少年は動揺した。この女の現実味のない話と目の前で起こった圧倒的非現実の板挟みを食らっていたからだ。



「そ、それで俺に一体何の用なんです?」

少年はひとまず要件を聞くことにした。



「ふふふ。私はあなたに用があるだなんて一言も言っていませんよ。」



「……じゃあこれからどちらかに行かれるのですか?」



「いいえ。……やはりあなたにしようと思います。」

女はなにか含みを持たせたような言い方だった。



「え、それってつまりおれは天界から選ばれたってことですか?」

救世主に?と、一瞬言いかけたが、面倒なことになりそうなのでやめにした。



「天界の使者に、ですね。」



「……おぇ~い。」

少年は非日常感も相まって少し調子に乗っている。



「では、あなたの感情を一つ消します。」

女は椅子から降りて少年のほうへ歩んでくる。



カッカッカッ



「……え?」

少年の顔がピクっとこわばる。



「ちょ、ちょっと待ってくださいよ!!それと世界を滅びから救うことと何の関係があるんですか!!」

少年は声を荒げた。



「大ありです。争いの種をなくすには人の思考を操るのが一番手っ取り早いのです。しかし、私たちも万能ではありません。失敗に終わってしまえばそれこそ滅びを早めることになるでしょう。あなたは被験体……もとい天界の使徒一号となるわけです。」



「つまり俺は体のいいモルモットってわけですか……。」

少年は怒りが込み上げてきた。なんで自分がこんな目に合わなければいけないのか。なぜこんな理不尽に抵抗すらできないのか。

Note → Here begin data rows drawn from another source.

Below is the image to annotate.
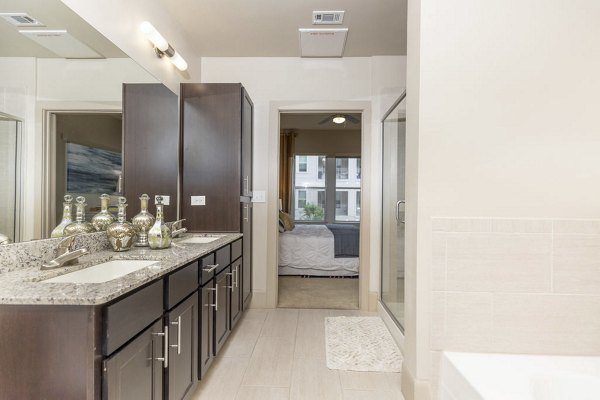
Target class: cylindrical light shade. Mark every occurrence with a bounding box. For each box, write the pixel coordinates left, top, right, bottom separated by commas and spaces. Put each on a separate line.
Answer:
140, 21, 169, 51
169, 52, 187, 71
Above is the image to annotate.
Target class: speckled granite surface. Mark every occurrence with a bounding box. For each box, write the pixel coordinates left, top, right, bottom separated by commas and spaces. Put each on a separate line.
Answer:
0, 233, 242, 305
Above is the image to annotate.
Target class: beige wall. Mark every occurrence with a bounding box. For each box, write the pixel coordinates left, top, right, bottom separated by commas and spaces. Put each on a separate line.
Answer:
202, 57, 406, 304
294, 130, 360, 156
405, 0, 600, 398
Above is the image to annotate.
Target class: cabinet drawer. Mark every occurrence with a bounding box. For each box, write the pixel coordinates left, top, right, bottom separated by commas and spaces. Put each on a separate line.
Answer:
200, 253, 216, 285
102, 279, 163, 355
167, 261, 198, 310
215, 245, 231, 274
231, 239, 242, 261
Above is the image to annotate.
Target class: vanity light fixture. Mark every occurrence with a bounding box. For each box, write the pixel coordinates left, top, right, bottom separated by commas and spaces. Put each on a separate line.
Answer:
331, 115, 346, 124
140, 21, 187, 71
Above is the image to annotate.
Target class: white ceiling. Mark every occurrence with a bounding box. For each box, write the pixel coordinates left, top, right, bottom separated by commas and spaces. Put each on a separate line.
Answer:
159, 0, 407, 57
279, 112, 361, 131
0, 0, 127, 58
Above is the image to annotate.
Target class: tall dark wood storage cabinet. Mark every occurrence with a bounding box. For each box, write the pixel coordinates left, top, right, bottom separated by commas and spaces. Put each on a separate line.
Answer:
180, 83, 254, 306
123, 83, 179, 221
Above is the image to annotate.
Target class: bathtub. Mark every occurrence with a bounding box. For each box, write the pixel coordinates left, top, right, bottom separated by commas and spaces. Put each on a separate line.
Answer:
438, 352, 600, 400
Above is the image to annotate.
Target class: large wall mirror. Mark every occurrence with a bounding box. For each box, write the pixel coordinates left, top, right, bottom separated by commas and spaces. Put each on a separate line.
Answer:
0, 0, 158, 242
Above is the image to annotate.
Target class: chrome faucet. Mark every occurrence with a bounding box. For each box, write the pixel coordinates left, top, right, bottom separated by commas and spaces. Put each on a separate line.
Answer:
171, 219, 187, 238
41, 235, 88, 270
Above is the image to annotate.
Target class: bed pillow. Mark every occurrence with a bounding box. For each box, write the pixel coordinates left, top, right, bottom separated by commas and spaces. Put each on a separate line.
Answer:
279, 211, 296, 231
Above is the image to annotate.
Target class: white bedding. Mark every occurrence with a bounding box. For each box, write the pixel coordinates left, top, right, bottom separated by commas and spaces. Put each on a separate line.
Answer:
279, 224, 358, 276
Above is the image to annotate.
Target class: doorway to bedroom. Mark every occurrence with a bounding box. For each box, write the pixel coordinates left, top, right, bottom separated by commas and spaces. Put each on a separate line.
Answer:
278, 112, 362, 309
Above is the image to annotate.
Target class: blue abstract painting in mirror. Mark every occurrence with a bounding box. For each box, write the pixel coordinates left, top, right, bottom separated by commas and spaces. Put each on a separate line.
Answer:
67, 143, 122, 194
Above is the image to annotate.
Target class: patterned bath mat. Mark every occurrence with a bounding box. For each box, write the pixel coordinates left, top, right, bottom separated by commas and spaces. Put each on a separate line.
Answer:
325, 317, 402, 372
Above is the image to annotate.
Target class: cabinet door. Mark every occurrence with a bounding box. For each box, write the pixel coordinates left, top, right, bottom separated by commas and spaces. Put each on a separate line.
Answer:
102, 319, 164, 400
198, 280, 216, 379
166, 293, 198, 400
215, 267, 231, 355
241, 211, 252, 310
241, 88, 254, 196
229, 258, 242, 329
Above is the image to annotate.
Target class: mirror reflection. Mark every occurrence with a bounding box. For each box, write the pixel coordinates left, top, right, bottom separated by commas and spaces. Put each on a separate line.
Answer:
0, 0, 158, 242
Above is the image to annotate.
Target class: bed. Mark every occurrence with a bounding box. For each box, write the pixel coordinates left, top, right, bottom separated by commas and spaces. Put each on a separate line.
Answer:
279, 224, 359, 276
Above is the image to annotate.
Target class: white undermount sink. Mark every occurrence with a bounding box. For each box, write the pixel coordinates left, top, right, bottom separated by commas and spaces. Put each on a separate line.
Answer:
42, 260, 158, 283
179, 236, 221, 243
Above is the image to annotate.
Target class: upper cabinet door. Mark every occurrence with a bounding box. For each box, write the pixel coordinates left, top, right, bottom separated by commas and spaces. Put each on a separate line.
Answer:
240, 88, 254, 197
123, 83, 179, 221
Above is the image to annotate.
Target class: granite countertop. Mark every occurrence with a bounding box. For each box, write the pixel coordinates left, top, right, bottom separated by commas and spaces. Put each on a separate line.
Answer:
0, 233, 242, 305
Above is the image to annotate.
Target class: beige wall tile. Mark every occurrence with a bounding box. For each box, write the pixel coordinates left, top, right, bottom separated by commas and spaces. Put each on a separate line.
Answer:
492, 219, 552, 233
290, 358, 342, 400
553, 220, 600, 235
492, 294, 600, 355
443, 292, 492, 351
242, 336, 294, 387
553, 234, 600, 294
431, 218, 491, 232
446, 233, 552, 292
236, 386, 290, 400
431, 232, 446, 290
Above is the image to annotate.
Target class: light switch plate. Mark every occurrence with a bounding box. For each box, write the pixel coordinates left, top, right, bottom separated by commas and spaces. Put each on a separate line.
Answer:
192, 196, 206, 206
252, 190, 267, 203
154, 194, 171, 206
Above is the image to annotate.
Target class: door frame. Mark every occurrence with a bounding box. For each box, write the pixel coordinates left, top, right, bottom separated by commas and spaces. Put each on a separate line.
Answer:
266, 101, 378, 311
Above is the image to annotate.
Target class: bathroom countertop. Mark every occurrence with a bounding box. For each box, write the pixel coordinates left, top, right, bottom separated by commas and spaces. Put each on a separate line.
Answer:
0, 233, 242, 305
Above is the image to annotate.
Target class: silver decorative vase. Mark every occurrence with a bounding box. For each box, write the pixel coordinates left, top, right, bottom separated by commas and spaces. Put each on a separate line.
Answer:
131, 194, 156, 247
92, 193, 116, 232
106, 197, 137, 251
148, 196, 171, 250
50, 194, 73, 237
64, 196, 96, 236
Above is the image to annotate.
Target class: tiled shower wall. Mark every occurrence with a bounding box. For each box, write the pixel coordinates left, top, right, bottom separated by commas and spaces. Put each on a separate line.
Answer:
430, 218, 600, 396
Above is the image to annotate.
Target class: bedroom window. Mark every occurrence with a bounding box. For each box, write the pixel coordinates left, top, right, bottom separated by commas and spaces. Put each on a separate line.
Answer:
292, 155, 327, 222
296, 156, 308, 172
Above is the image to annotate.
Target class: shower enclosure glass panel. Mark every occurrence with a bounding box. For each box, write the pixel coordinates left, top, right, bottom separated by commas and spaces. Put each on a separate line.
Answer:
0, 115, 20, 242
380, 94, 406, 330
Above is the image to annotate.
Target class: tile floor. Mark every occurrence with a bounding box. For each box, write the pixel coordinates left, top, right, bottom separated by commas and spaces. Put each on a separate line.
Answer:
191, 308, 403, 400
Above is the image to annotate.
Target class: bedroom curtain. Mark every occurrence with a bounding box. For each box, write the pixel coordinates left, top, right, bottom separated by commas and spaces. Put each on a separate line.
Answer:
279, 130, 297, 213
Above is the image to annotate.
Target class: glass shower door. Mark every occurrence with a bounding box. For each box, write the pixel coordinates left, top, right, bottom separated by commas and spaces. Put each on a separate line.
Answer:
381, 95, 406, 330
0, 115, 19, 242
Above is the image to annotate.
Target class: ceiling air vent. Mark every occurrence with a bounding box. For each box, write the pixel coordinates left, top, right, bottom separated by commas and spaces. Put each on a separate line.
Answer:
313, 11, 344, 25
0, 13, 45, 26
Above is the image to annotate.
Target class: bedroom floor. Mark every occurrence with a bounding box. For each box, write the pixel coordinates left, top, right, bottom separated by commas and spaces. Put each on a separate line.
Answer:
277, 276, 358, 310
191, 309, 403, 400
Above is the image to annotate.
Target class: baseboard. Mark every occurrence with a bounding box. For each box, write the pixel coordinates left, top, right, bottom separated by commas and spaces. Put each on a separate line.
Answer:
250, 291, 272, 308
402, 364, 432, 400
377, 301, 404, 353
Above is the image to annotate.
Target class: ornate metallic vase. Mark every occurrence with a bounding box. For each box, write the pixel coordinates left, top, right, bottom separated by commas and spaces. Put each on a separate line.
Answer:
92, 193, 116, 232
106, 197, 137, 251
148, 196, 171, 249
64, 196, 96, 236
50, 194, 73, 237
131, 194, 156, 246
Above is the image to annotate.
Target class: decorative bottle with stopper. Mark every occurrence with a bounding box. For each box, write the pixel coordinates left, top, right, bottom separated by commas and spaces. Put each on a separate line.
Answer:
131, 194, 156, 246
50, 194, 73, 237
64, 196, 96, 236
106, 197, 136, 251
92, 193, 115, 232
148, 196, 171, 249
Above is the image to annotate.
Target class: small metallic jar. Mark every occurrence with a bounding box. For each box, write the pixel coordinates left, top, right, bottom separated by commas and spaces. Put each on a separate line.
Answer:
50, 194, 73, 237
131, 194, 156, 246
106, 197, 137, 251
92, 193, 115, 232
63, 196, 96, 236
148, 196, 171, 250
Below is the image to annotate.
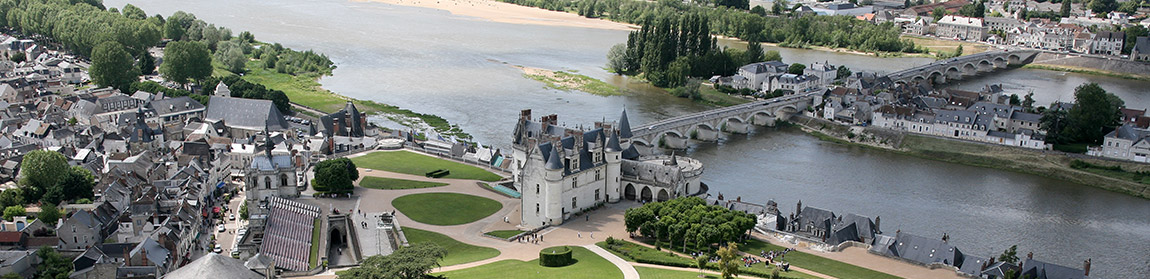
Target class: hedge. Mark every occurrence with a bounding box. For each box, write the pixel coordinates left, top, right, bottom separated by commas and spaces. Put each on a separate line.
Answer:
539, 246, 572, 268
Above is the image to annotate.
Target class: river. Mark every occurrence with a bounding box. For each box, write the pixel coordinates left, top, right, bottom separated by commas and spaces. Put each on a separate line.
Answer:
105, 0, 1150, 278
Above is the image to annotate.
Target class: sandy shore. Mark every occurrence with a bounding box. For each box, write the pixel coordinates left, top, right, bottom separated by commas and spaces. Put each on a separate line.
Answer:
353, 0, 637, 30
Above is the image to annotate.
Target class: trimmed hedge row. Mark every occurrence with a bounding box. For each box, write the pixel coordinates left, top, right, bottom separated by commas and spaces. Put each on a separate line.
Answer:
539, 246, 572, 268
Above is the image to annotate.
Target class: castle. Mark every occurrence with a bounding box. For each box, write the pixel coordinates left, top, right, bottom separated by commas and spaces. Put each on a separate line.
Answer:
511, 109, 705, 227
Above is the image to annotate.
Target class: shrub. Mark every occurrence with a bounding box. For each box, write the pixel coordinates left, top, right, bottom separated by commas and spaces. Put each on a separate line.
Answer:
539, 246, 572, 268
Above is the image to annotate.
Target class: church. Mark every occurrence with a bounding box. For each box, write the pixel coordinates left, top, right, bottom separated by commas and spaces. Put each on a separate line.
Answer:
511, 109, 706, 227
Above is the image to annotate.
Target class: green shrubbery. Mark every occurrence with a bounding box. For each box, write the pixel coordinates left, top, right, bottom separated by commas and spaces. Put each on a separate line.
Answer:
539, 246, 572, 268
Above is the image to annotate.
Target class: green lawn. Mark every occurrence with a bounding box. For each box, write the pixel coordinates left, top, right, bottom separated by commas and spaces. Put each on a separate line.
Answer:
307, 218, 320, 269
352, 150, 503, 181
738, 239, 898, 279
435, 246, 623, 279
484, 230, 523, 239
360, 177, 447, 189
635, 266, 719, 279
391, 193, 503, 226
404, 227, 499, 266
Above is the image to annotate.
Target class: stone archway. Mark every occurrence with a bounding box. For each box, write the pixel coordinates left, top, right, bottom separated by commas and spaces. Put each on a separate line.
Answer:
623, 184, 635, 201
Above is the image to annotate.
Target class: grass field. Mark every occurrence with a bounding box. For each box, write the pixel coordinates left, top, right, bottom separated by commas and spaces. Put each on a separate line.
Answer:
483, 230, 523, 239
352, 150, 503, 181
391, 193, 503, 226
307, 218, 320, 269
699, 85, 751, 107
360, 177, 447, 189
404, 227, 499, 266
635, 266, 719, 279
434, 246, 623, 279
738, 239, 898, 279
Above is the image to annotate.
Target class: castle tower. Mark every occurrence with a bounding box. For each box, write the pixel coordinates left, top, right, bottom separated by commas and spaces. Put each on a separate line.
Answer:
603, 133, 623, 203
543, 145, 564, 225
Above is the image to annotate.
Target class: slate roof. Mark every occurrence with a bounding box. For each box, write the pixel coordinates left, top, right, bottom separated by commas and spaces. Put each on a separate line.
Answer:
1019, 258, 1089, 279
204, 96, 289, 131
152, 96, 204, 116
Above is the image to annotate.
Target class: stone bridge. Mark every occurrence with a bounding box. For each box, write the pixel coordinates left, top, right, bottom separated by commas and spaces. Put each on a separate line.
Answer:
887, 49, 1038, 84
631, 92, 822, 150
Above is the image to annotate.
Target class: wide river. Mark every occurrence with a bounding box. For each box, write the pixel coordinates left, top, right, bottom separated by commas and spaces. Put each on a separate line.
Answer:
105, 0, 1150, 278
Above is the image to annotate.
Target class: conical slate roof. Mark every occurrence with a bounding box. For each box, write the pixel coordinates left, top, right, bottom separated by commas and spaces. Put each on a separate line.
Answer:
547, 146, 564, 170
619, 108, 631, 139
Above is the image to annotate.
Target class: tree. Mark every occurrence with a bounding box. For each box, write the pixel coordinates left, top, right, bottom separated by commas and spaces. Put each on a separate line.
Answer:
3, 206, 28, 222
1064, 83, 1124, 144
312, 158, 359, 192
746, 40, 767, 63
87, 41, 140, 92
998, 245, 1018, 265
607, 44, 629, 75
835, 65, 852, 79
36, 203, 61, 226
787, 63, 806, 75
0, 188, 24, 208
20, 150, 68, 201
695, 253, 703, 276
35, 246, 72, 279
137, 51, 155, 76
160, 41, 212, 84
719, 242, 741, 278
336, 242, 447, 279
120, 3, 147, 21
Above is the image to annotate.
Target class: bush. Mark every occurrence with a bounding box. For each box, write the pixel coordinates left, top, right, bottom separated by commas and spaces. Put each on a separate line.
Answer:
539, 246, 572, 268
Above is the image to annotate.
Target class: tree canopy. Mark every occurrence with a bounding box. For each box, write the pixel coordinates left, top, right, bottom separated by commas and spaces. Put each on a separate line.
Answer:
87, 41, 140, 92
336, 242, 447, 279
160, 41, 212, 84
623, 196, 756, 248
312, 157, 359, 192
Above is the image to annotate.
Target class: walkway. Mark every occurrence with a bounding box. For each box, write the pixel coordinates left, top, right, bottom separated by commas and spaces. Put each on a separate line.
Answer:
583, 245, 639, 279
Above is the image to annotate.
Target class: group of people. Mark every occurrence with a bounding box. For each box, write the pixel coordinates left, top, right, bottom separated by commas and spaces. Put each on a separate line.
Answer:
519, 233, 543, 245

「今から私が消す感情は【躊躇】。あなたは生まれ変わるのです。この世界を救済する使徒として……。」



女は少年の額に手を当てた。少年は抵抗しようともがくが、意志とは裏腹に体は動かない。



(嫌だ……嫌だ!!感情を消すなんてそんなの!……あれ、でもなんで嫌なんだろう?俺が躊躇して何か得をしたことがあったか?)



少年は諦めとは違う奇妙な期待感を抱いていた。



「自分を変えたいと思ったことはありませんか?」



女の言葉が頭をよぎる。



(あるさ。あるとも。こんな臆病な性格クソみたいなもんだ!どうせこの先の人生にロクな希望があるわけじゃないんだ。だったら変わりたい。たとえ元の自分に戻れないとしても、人じゃない別の何かになり果ててしまっても……とにかくここから抜け出したい!!)




懐かしい声が聞こえるような気がした。脳の感情野と言語野は近い位置にあるからそのせいだろう。子供のころの記憶だ。幼馴染の女の子と二人で子犬を拾った時のことだ。



「ねぇねぇ、なんで玉ねぎあげちゃいけないの?」

少女が幼い俺に尋ねる。



「犬には玉ねぎが毒なんだってさ。」



「へぇ~そうなんだ。慎二ってなんでも知ってるんだね!」



「昔可愛がってた犬に間違って玉ねぎをやっちゃってさ。それからいろんなことが怖くなって調べるようになったんだ。」



「ふ~ん……偉いね。」

少女はにこっと笑いかけた。



「このぐらい、普通だっての。」

少年は照れ臭そうにそっぽを向いた。





プツッ




懐かしい光景は突如ブラックアウトする。



何か大事なものがなくなった気がした。もう思い出すことはできないけれど。